It was a long four months after that terrible morning when Benner sat, late one afternoon, in the café brooding as usual. Before him on the stained marble slab stood a glass of water, a tall goblet and long spoon with twisted handle, and a porcelain match-holder half full of matches. Bent over the table, Benner was absent-mindedly arranging bits of matches on the slab, something in the shape of a guillotine. There were few people in the café. The click of the dominoes in the back room, an occasional word from one of the players, and the snap, snap, of Madame Lépic’s needles alone broke the quiet of the interior. As Benner sat watching the outline of the guillotine he had formed of broken matches, he saw one of the corner pieces straighten out, and thus destroy the symmetry of the arrangement. This was a piece which had been bent at right angles and only half broken off. Without paying particular attention to the occurrence, he took up the bit, threw it on the floor, and put another one, similarly broken, in its place. In a few moments this straightened out also, and this time the movement attracted Benner’s curiosity. Throwing it aside, he replaced it by a fresh piece, and this repeated the movement of the first two. Now his curiosity was excited in earnest, and his face and figure expressed such unusual interest that the sharp glitter was visible under Madame Lépic’s eyebrows, and her knitting went on only spasmodically. A fourth, fifth, and sixth piece was put in place on the corner of the little guillotine, and as the last one was moving in the same way as the first one did, Benner perceived that the water spilled on the table trickled down to where the broken match was placed. He took another match, as if to break it, but before the brittle wood snapped, his face lit up with a sudden expression of surprise and joy, and he started to his feet so violently as to nearly throw the marble slab from the iron legs. The click of the dominoes ceased, faces were seen at the glass of the partition, and Madame Lépic fairly stared, forgetting for once her rôle of disinterested knitter.

Without stopping to pay, without seeming to see anybody or anything, Benner strode nervously and quickly out of the café. When he was gone, Madame Lépic touched her bell, one of the drowsy waiters came, received a whispered order, and went out of the front door hatless. A few moments later, even before Benner had disappeared along the boulevard in the direction of his studio, a neatly dressed man came out of the police station near the café and walked in the same direction, the sculptor had taken. After Benner had entered the porte-cochère of the great building where his studio was, the police agent went into the concierge’s little office near the door, and sat there as if he were at home. In a few moments a nervous step was heard on the asphalt of the court-yard, and the agent had only time to withdraw into the gloom of the corner behind the stove when Benner passed out again, looking neither to the right nor the left.
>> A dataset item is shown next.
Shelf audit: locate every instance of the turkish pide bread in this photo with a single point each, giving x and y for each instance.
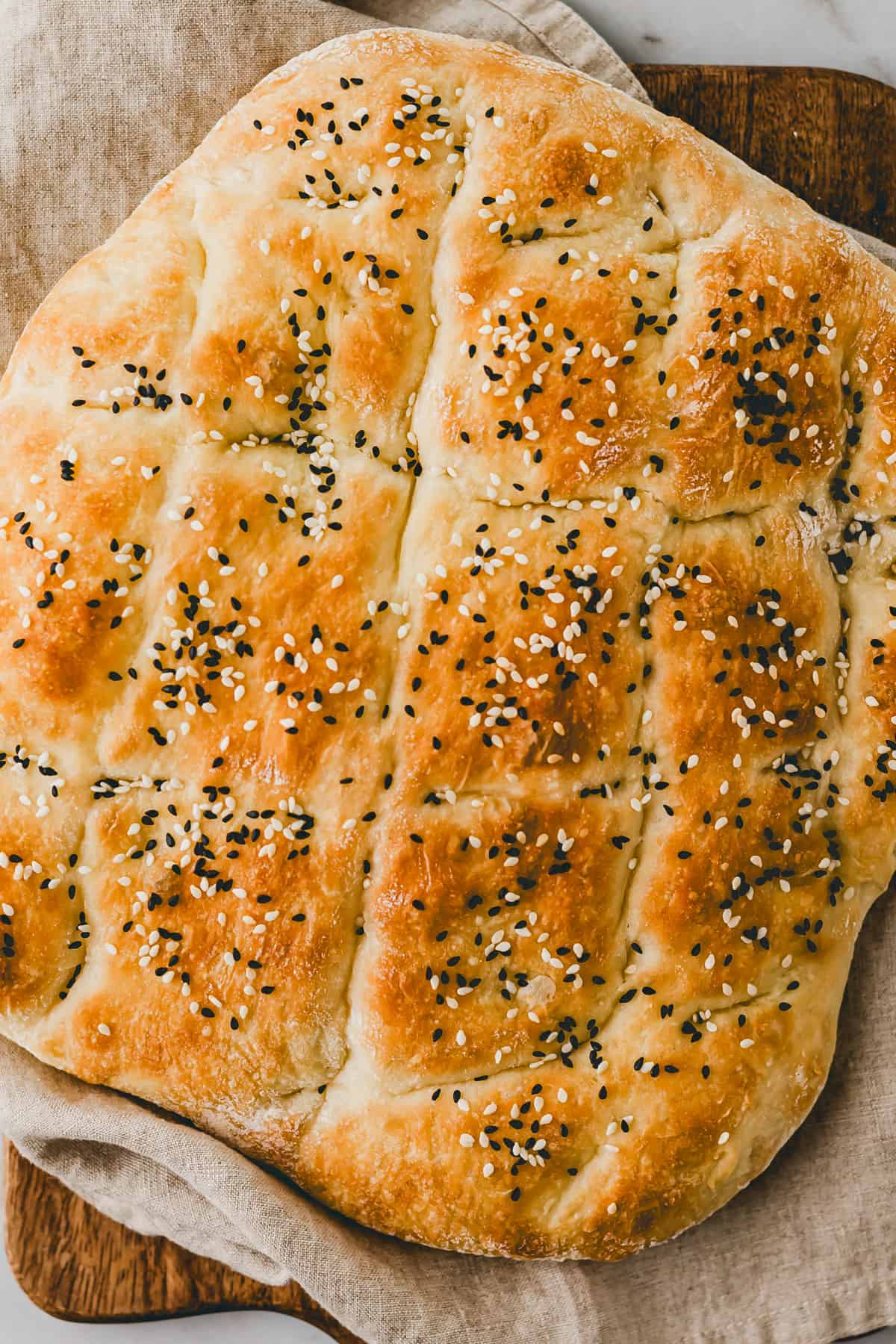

He was evidently much excited, and clutched rather than held a small parcel in his hand. The agent followed him a short distance behind, and, meeting a sergent de ville, paused to say a word to him. As Benner climbed on the top of an Odéon omnibus, the agent took a seat inside. Benner had not reached the interior boulevard before his studio was searched.

It was now nearly six o’clock, and the omnibus was crowded all the way across the city. As soon as the foot of the Rue des Beaux Arts was reached, Benner hurriedly descended, without waiting to stop the omnibus, and ran to the Academy. Here he sought the concierge, asked him a few questions, and then walked quickly away to the east side of the Luxembourg Gardens, where he rang the bell at the door of a house. He asked the servant who answered the bell if Professor Brunin was at home, and was evidently chagrined at being told he was absent and would not return for an hour or two. Entering the nearest café, he called for pen and paper, and wrote three pages rapidly, but legibly. By this time he had grown calmer in mind, not losing, however, the physical spring which his first excitement had induced. When his letter was finished he put it in an envelope, addressed it, and left it at the professor’s house. This done, he walked rapidly across the Luxembourg Gardens to the Odéon, took an omnibus, accompanied as before by the agent, and at the end of the route, in the Place Pigalle, he descended, hastened to his studio, and did not come out again that evening. The great window was lighted all night long, and the agent in the entry could hear sawing, hammering, and filing at intervals, as he listened at the door every hour or two.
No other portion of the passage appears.